Structural rehabilitation therapies can be critically necessary to recover from an injury that produces neurological dysfunction. If a person injures their neck or back in a fall, and the fall resulted in a concussion, their neck or back will likely require some form of rehabilitation to restore proper function of the muscles and joints.
We regularly see patients that have suffered simultaneous neurological and structural injuries, and have received treatment by other providers for their structural issues. The people we usually see have responded poorly to structural rehabilitation. This is not because they have received the wrong structural therapies or have been treated by the wrong providers. Rather, it usually means that they are performing what would be exactly the correct therapies and exercises for their structural injury, only the neuromuscular control mechanisms have become impaired and are preventing the person from improving.

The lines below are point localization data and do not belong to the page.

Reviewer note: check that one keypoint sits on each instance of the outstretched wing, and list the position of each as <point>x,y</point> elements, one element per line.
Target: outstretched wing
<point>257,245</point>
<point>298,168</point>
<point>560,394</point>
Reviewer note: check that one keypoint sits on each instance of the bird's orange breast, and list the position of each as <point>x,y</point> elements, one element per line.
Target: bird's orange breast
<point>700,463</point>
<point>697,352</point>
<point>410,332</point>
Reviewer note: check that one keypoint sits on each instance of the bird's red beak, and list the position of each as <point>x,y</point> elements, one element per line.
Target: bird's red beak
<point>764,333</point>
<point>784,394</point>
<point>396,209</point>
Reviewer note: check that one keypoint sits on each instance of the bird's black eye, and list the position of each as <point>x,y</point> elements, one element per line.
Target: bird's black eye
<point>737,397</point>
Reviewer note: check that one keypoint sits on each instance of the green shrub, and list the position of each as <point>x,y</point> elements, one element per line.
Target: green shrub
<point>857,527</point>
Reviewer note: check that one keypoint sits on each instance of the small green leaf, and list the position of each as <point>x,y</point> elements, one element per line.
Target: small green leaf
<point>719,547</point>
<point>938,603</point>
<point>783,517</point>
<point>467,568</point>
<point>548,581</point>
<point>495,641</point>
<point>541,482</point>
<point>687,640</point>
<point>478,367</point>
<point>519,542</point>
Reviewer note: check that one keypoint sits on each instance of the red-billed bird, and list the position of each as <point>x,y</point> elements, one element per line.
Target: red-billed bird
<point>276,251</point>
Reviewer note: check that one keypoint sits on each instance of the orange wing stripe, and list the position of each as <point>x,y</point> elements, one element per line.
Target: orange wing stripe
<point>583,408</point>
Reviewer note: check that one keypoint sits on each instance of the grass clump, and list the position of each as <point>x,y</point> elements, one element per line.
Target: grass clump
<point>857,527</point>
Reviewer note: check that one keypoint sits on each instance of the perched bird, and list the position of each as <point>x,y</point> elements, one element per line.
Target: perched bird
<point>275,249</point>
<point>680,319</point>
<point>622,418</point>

Functional recovery will always be limited in these circumstances.
As part of your NeuroRescue Program, we take a comprehensive approach rehabilitating structural problems. We look at every aspect of your neurology involved in the motor control of your stabilizing muscles, and evaluate all of the sensory mechanisms that govern these controls. By integrating all of these into your rehabilitation program, we can help you overcome the problems that have been impeding your recovery, and get you back on the path towards living your best life.
HOW DOES STRUCTURAL NEUROREHABILITATION HELP ME?
Physical rehabilitation exercises and modalities are generally designed with the premise of an intact nervous system. In order for someone to rehabilitate a muscle or stabilize an injured joint, the neurological mechanisms that control their function must be intact. In many cases of simultaneous structural and neurological injury, damage to these control mechanisms makes recovery from structural injury difficult or impossible.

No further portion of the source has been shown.